Judge denies Paul Manafort’s request to move second trial from Washington to Virginia
A federal judge on Wednesday dismissed a motion by Paul Manafort to have his trial moved from Washington, D.C., to Virginia, according to media reports.
Manafort, President Donald Trump’s former campaign chairman, had sought to have his second trial moved to Roanoke, Virginia, because he believes jurors in the district may be biased against him. But on Wednesday morning Judge Amy Berman Jackson ruled against Manafort, deciding that the case would be tried in Washington on Sept. 24 as planned.
Manafort, 69, was convicted on bank and financial fraud charges stemming from special counsel Robert Mueller’s Russia investigation in Alexandria, Virginia, in August.

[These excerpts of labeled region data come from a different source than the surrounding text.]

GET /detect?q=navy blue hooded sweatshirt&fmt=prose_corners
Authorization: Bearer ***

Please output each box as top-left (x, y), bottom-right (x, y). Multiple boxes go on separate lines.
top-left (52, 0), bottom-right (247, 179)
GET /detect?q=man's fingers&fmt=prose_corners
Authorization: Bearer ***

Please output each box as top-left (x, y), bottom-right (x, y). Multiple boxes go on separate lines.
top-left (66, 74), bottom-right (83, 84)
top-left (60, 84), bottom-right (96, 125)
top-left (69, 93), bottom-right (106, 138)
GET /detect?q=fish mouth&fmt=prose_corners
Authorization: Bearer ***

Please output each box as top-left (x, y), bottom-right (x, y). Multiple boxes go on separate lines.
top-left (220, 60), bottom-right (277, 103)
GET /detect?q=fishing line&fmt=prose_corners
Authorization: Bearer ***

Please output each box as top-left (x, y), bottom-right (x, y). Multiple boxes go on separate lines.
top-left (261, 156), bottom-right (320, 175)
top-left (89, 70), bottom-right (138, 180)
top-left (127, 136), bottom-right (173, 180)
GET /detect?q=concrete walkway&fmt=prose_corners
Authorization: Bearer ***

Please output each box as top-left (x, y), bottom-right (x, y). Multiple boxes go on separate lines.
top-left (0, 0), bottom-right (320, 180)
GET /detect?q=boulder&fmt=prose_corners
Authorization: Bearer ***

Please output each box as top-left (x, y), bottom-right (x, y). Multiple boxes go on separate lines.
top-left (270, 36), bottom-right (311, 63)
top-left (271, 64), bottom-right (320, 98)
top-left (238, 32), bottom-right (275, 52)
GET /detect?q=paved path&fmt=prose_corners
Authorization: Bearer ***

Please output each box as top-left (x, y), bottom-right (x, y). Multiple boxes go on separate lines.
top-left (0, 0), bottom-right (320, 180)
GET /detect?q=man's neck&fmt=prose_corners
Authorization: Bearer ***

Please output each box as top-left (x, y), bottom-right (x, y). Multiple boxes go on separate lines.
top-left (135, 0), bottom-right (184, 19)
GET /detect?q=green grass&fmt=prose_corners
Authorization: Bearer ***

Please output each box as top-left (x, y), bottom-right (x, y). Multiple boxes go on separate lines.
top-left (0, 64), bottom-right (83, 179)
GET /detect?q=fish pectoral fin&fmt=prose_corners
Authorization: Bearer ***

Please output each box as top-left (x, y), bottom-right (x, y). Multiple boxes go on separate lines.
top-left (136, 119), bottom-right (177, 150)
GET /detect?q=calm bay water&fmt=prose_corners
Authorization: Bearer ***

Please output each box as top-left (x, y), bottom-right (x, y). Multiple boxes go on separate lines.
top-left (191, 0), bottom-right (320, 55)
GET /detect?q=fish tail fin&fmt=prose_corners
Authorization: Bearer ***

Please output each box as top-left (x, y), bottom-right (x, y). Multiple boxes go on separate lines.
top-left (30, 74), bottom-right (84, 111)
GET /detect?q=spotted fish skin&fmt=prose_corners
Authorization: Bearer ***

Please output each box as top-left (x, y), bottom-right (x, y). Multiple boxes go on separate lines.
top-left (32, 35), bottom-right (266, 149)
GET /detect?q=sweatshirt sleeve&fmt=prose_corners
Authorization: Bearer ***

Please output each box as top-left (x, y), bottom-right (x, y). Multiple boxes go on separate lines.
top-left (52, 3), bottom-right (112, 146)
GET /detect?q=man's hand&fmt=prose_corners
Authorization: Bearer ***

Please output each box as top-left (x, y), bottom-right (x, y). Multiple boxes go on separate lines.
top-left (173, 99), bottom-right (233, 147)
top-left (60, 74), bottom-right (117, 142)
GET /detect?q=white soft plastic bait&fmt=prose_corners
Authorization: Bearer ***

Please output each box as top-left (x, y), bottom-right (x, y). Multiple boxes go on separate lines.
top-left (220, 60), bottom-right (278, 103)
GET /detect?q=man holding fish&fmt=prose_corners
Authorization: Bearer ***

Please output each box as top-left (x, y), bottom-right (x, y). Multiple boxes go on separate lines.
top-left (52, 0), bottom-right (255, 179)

A jury of six men and six women found him guilty on eight of the 18 counts against him, even though at least one of the jurors has told the media that she is a Trump supporter who regards the Mueller probe as a “witch hunt” — the president’s term for the FBI inquiry.
“I wanted Paul Manafort to be innocent, but he wasn’t,” juror Paula Duncan told NBC News in August.
Manafort’s second trial will focus on money laundering, conspiracy and obstruction of justice — charges more directly related to the main thrust of the Mueller probe. He and his longtime associate, Rick Gates, were indicted by Mueller in October 2017. Gates flipped in February 2018 and was the prosecution’s star witness in Manafort’s first trial.
Manafort’s defense, which in August sought to undermine Gates’ credibility, will not be allowed to question him about his marital infidelity because it isn’t relevant, Jackson also ruled Wednesday. Additionally, the judge is restricting the defense team’s ability to argue that Manafort’s prosecution is the result of political bias against Trump.
Both the prosecution and defense will be barred from discussing alleged collusion between the Trump campaign and the Kremlin.
Trump has repeatedly denied that his campaign conspired with the Russians to interfere in the 2016 election. The president has also denied that he has attempted to obstruct the ongoing FBI investigation. While he’s maintained that the Manafort case has nothing to do with him, he expressed sympathy for his “brave” former campaign manager, while Trump’s lawyer Rudy Giuliani has hinted that the president may attempt to pardon him.
Jackson’s decision Wednesday is the latest ruling against Manafort. In August, Judge T.S. Ellis denied a motion by the defense to acquit the former Trump campaign manager. In April, Jackson threw out a lawsuit by Manafort challenging the special counsel’s authority.
Manafort could be facing approximately 10 years in prison from his first trial.